As a style of compromise Deco was actually more expandable and inclusive than other venerable styles. It derived from far-flung antiquity, including Egyptian or Mayan sources. Deco also liberally borrowed from Modern art movements and schools – Cubism, Futurism, Constructivism, Purism, and the Bauhaus – which provided various archetypes. Yet rather than Modernism’s reductive ethos, this so-called modernistic style did not totally eradicate all superfluities. Modernism was too ascetic, so Deco introduced ornamental veneers that soothed bourgeois eyes.Classicism was locked in its prison of time, while Modernism existed behind a wall of dogma. Art Deco further proved adaptable in different cultural contexts easily incorporating distinctive national traits. Deco had no ideological loyalties though represented a jaundiced view of the future, and therefore appealed to the forward-leaning youth culture of its time.

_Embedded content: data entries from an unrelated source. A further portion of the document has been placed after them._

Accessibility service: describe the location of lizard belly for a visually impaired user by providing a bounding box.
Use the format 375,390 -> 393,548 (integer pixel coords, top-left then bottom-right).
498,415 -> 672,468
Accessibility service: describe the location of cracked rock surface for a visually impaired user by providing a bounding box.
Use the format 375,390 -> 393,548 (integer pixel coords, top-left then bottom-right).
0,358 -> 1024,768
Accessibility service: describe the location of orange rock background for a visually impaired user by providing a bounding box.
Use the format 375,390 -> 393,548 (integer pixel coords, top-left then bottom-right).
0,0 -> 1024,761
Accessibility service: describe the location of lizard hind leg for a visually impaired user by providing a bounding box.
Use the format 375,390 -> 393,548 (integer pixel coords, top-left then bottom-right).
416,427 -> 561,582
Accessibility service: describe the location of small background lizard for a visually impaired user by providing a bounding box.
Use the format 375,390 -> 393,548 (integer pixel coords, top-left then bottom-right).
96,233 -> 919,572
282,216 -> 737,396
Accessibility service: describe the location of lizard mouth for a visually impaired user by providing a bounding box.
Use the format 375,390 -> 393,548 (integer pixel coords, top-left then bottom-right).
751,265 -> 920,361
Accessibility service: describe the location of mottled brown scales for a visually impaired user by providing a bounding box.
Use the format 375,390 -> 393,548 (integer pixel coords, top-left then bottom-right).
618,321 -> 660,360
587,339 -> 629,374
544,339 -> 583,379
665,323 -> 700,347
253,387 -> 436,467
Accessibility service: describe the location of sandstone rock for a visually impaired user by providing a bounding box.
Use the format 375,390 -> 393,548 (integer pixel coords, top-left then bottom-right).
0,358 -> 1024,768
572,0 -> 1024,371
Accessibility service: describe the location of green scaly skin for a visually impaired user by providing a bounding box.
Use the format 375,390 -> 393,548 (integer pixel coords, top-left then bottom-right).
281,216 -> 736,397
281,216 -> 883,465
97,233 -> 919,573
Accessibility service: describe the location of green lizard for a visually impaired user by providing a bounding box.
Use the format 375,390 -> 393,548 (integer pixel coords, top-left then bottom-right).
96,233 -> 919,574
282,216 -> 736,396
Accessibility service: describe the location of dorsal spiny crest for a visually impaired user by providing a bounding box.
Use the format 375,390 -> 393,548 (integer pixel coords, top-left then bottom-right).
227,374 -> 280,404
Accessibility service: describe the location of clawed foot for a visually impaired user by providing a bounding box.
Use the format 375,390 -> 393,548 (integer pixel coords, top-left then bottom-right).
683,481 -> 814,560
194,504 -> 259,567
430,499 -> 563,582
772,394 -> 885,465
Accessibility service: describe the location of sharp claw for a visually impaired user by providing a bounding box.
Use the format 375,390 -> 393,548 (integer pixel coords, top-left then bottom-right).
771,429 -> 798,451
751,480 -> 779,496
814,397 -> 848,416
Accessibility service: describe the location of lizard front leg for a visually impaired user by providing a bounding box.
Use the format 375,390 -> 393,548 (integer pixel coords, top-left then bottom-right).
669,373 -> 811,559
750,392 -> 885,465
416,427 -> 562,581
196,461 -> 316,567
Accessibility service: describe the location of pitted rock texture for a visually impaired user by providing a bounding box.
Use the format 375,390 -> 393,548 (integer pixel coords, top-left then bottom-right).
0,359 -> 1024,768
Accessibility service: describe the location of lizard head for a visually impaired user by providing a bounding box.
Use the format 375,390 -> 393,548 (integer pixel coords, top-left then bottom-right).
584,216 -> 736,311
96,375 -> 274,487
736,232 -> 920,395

The Dutch mixed rigidly geometric De Stijl with raucous Cubism for an eclectic modernistic appearance. Exemplified by this circa 1930 book, Het Eigen Huis (The Private House) designed by A. Kurvers and devoted to architects of Amsterdam School who designed private villas. The design is a prime example of the balance of austere modern and decorative moderne developed by Henrik Theodor Wijdeveld, a Dutch architect and graphic designer who trained under Walter Gropius and Frank Lloyd Wright.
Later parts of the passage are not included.